Air Cdre Johnny Stringer is a typically capable and conscientious RAF officer, who commanded the UK effort in OIR in 2016-17. In two briefings, I have heard him describe the precautions. A long ‘no-strike’ list of hospitals, water supply facilities, mosques and so on, enforced by ‘red-card holders’. No fewer than 500 in the Mosul campaign, and a similar proportion in Raqqa. Some of them ‘national caveats’ eg not recognised by other nations in the OIR coalition. The “huge intelligence effort” put into targeting, including long-duration prior observation by UAVs to establish the ‘pattern of life’. The Law of Armed Conflict interpreted by lawyers sitting alongside airmen in the Combined Air Operations Centre (CAOC).
Then a policy of using only precision-guided weapons, preferably with more than one guidance means. Forward air controllers in the vital areas whenever possible. No fewer than 3,600 weapons were dropped from RAF aircraft in 1,700 airstrikes during OIR. Even so, said Stringer, only 25% of all potential targets were struck. Aircrew were under orders to abort a strike if civilians appeared in view at the last moment.

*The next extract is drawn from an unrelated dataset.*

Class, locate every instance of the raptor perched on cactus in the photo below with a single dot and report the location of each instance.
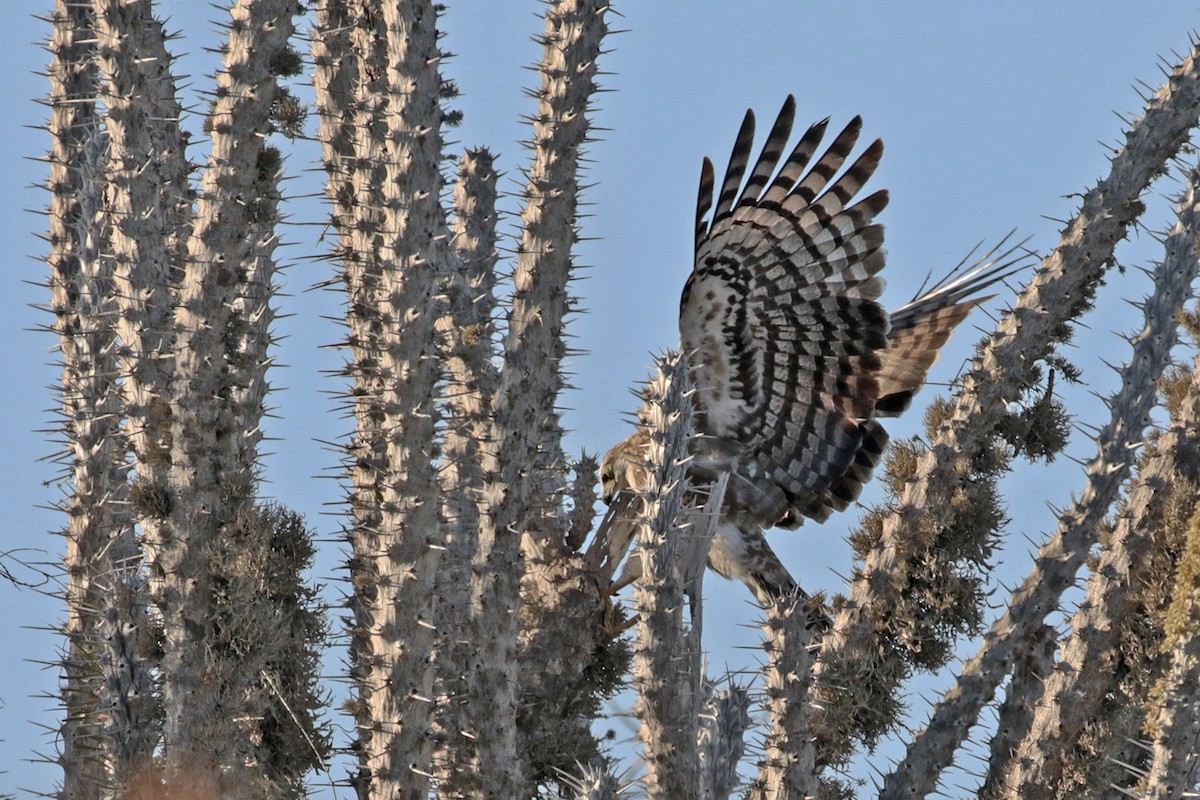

Then a post-strike review of all targeting video and collateral sources to check that all went according to plan. First in the CAOC, but in some cases, referred back to the UK. And all the records are kept for two years, to help the ‘lessons learned’ process.
But Amnesty says that its 68-page report (available here) provides “prima facie evidence that several Coalition attacks violated international humanitarian law.” The NGO spent two weeks visiting 42 locations of strikes and interviewing 112 witnesses.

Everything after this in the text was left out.